The policy shifts I advise are major, and they’re going to take work. Every major policy shift in history looked futile in the beginning. That’s just the way of it. We need to fight for political change, and we need to keep fighting until we prevail. And until then, there are lots of little battles we can win along the way.
There is strength in numbers, and if the public outcry grows, governments and corporations will be forced to respond. We are trying to prevent an authoritarian government like the one portrayed in Orwell’s Nineteen Eighty-Four, and a corporate-ruled state like the ones portrayed in countless dystopian cyberpunk science fiction novels. We are nowhere near either of those endpoints, but the train is moving in both those directions, and we need to apply the brakes.
16
Social Norms and the Big Data Trade-off
In the preceding three chapters, I outlined a lot of changes that need to happen: changes in government, corporate, and individual behavior. Some of them are technical, but most of them require new laws or at least new policies. At this point many of them are unrealistic, at least in the US. I’m not yet living in a country where the majority of people want these changes, let alone a country where the will of the people easily translates into legislative action.

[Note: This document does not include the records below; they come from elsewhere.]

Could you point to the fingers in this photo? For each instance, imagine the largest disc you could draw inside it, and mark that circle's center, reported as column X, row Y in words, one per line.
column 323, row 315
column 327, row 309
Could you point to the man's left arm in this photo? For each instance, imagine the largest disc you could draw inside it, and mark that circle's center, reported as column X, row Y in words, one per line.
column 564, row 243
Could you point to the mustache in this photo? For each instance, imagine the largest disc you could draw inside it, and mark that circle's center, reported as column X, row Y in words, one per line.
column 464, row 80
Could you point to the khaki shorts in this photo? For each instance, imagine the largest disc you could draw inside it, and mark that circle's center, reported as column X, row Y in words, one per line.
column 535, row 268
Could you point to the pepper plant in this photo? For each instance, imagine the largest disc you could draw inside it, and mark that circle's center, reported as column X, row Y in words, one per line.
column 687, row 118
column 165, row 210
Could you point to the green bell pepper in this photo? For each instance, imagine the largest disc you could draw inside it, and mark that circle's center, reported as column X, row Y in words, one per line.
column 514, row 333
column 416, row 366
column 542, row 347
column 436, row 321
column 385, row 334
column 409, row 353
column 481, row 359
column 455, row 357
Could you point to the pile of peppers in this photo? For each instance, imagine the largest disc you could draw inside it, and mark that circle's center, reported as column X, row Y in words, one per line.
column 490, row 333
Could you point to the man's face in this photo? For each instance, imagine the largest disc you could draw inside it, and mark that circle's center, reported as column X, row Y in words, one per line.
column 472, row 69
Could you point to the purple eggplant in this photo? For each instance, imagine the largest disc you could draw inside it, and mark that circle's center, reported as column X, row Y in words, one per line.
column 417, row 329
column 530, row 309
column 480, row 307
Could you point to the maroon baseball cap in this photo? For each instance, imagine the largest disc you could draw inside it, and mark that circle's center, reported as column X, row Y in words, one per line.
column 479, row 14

Most people don’t seem to care whether their intimate details are collected and used by corporations; they think that surveillance by the governments they trust is a necessary prerequisite to keeping them safe. Most people are still overly scared of terrorism. They don’t understand the extent of the surveillance capabilities available to both governments and private parties. They underestimate the amount of surveillance that’s going on and don’t realize that mass government surveillance doesn’t do much to keep us safe. Most people are happy to exchange sensitive personal information for free e-mail, web search, or a platform on which to chat with their friends.

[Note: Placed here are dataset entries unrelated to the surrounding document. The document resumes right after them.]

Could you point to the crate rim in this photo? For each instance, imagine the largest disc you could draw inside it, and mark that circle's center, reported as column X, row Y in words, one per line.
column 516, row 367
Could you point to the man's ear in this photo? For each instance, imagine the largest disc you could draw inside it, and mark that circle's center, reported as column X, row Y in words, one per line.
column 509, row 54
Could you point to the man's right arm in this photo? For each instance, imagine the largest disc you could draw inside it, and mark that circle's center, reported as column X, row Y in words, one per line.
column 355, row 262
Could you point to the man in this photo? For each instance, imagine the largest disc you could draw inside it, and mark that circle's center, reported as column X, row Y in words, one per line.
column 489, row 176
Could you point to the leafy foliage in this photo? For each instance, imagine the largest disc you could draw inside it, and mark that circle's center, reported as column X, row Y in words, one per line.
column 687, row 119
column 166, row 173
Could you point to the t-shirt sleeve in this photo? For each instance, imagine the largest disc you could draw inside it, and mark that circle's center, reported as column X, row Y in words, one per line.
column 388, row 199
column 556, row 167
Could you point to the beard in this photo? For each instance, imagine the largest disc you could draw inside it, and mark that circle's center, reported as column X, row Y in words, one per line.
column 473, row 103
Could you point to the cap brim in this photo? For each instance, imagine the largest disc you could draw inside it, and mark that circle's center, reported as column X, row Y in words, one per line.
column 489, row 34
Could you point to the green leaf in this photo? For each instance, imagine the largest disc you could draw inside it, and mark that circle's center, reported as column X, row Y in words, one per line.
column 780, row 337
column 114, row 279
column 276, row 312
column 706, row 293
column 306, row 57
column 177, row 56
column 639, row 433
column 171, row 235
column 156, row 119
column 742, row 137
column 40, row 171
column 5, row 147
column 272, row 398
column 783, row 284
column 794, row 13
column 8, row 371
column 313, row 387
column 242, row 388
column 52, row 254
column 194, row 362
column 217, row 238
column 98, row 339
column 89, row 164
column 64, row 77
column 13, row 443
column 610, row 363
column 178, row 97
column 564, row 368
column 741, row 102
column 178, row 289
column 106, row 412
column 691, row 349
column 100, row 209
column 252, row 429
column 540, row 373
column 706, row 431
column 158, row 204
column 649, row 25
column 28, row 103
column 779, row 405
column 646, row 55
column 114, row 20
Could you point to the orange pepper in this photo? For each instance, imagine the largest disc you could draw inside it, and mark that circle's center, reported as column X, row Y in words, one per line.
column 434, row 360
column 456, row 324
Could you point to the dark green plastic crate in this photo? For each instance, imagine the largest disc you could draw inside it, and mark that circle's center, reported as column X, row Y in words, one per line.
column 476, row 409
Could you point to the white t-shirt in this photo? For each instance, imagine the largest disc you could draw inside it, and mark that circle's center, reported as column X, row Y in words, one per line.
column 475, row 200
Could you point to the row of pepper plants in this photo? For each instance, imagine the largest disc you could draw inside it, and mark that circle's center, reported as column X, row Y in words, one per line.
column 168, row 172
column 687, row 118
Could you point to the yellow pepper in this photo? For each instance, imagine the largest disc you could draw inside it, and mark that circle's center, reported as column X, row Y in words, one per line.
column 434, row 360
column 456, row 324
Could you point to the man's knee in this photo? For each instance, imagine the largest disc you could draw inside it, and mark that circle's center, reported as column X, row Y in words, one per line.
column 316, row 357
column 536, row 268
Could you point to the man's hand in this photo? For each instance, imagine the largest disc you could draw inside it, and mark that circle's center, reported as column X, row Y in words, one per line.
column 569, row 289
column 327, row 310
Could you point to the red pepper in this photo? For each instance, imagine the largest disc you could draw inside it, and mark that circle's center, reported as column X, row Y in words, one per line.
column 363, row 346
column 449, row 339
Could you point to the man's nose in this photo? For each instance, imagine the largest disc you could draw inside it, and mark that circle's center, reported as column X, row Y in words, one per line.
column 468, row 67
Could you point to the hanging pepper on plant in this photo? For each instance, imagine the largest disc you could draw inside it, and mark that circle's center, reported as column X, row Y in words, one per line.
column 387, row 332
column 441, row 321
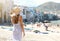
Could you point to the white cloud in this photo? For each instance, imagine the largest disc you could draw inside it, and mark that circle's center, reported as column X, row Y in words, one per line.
column 32, row 2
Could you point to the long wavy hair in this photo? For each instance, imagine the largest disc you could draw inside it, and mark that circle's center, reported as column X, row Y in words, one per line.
column 15, row 15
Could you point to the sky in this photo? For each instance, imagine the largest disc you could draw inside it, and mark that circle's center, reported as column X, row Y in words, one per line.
column 33, row 3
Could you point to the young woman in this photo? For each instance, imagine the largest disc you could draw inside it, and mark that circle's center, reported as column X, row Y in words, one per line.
column 17, row 22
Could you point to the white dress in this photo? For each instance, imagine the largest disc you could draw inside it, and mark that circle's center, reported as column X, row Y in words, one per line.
column 17, row 32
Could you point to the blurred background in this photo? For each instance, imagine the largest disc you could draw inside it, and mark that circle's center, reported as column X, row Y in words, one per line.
column 41, row 19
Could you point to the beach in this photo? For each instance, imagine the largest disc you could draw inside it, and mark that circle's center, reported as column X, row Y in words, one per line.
column 52, row 35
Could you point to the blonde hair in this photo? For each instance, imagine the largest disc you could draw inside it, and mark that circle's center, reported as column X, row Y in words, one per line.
column 15, row 14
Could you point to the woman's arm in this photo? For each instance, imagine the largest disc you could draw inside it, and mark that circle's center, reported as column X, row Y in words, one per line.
column 21, row 23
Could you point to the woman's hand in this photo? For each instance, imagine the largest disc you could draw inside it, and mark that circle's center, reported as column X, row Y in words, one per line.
column 23, row 34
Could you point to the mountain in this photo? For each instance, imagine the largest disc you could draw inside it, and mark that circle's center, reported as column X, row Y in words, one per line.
column 49, row 6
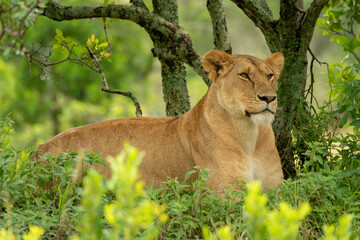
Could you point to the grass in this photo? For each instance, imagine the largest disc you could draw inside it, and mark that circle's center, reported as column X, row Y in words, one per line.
column 48, row 196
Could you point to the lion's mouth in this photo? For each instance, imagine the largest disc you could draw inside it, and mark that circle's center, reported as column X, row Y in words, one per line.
column 248, row 114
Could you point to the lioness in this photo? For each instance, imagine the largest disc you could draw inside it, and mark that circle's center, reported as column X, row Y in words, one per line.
column 229, row 130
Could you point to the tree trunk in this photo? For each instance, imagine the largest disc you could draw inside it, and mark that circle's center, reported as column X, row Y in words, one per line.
column 173, row 71
column 291, row 35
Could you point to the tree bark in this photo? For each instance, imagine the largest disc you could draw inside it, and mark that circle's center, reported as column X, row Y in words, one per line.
column 291, row 35
column 218, row 22
column 173, row 70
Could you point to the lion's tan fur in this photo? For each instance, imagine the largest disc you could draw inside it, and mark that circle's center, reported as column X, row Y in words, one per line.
column 226, row 131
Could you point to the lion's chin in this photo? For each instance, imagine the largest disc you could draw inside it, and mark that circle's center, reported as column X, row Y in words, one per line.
column 262, row 117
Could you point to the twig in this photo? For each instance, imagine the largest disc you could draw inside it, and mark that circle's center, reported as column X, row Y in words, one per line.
column 312, row 74
column 128, row 94
column 21, row 35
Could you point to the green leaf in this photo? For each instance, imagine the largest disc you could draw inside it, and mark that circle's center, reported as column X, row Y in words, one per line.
column 343, row 120
column 58, row 32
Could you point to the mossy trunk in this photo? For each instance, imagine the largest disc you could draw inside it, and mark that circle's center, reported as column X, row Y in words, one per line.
column 290, row 91
column 173, row 70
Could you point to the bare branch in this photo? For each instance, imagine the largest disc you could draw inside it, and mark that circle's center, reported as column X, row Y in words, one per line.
column 258, row 11
column 310, row 19
column 139, row 3
column 128, row 94
column 220, row 32
column 142, row 17
column 21, row 34
column 312, row 75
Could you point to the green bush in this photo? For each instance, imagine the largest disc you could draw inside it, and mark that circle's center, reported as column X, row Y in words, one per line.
column 93, row 208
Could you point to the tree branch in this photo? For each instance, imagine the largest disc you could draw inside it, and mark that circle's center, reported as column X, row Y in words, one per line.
column 220, row 32
column 128, row 94
column 258, row 11
column 142, row 17
column 309, row 22
column 139, row 3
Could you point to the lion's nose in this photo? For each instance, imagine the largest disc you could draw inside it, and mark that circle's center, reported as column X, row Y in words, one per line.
column 267, row 99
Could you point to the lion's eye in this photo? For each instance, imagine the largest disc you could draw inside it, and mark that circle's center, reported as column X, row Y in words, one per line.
column 245, row 75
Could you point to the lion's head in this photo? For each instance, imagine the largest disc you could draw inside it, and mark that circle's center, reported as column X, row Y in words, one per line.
column 246, row 85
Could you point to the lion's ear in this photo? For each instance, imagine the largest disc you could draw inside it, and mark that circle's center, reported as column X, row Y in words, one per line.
column 276, row 60
column 215, row 62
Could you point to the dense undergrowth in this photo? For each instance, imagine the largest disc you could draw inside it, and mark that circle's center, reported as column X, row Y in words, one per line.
column 322, row 202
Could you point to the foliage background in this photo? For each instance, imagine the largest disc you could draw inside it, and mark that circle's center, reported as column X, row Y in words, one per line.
column 45, row 104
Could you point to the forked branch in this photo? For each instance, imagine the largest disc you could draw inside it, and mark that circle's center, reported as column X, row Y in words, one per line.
column 106, row 88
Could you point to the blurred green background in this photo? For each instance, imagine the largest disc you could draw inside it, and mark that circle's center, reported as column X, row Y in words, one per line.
column 43, row 104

Europe is somewhat different—it regulates corporate surveillance more heavily and government surveillance much less so—but for most purposes the public sentiments are the same.
Before we get meaningful political change, some of our social norms are going to have to change. We need to get to the point where people comprehend the vast extent of surveillance and the enormous concentration of power that flows from it. Once they do, most people will probably say, “That’s just not okay.” We need to summon the political will to fight both the law enforcement and national intelligence communities on the government side, and the government contractors and surveillance industry on the corporate side. And before any of that can happen, there must be some major changes in the way society views and values privacy, security, liberty, trust, and a handful of other abstract concepts that are defining this debate.
This is hard. Public sentiment tends to move towards actual practice. We’re good at accepting the status quo—whatever that is and however recently it has emerged. (Honestly, it blows me away that most of this surveillance has emerged in less than two decades.) We’re growing accustomed to the panopticon. You can see it writ large, when people shrug and say, “What are you going to do?” You can see it in a microcosm every time Facebook degrades its users’ privacy options; people complain in the beginning, but soon get used to it.
What follows in this chapter are all changes in attitude. They’re ways in which we are going to have to modify our feelings and thoughts if we are ever going to get beyond the surveillance society.
RECALIBRATE OUR FEAR
The PATRIOT Act was signed into law on October 26, 2001, just 45 days after the terrorist attacks against the World Trade Center and the Pentagon. It was a wish list of police and intelligence powers and authorities, passed overwhelmingly in both houses with minimal debate. No one in Congress read it before voting. And almost everyone in the country wanted the law to pass, despite not understanding its provisions.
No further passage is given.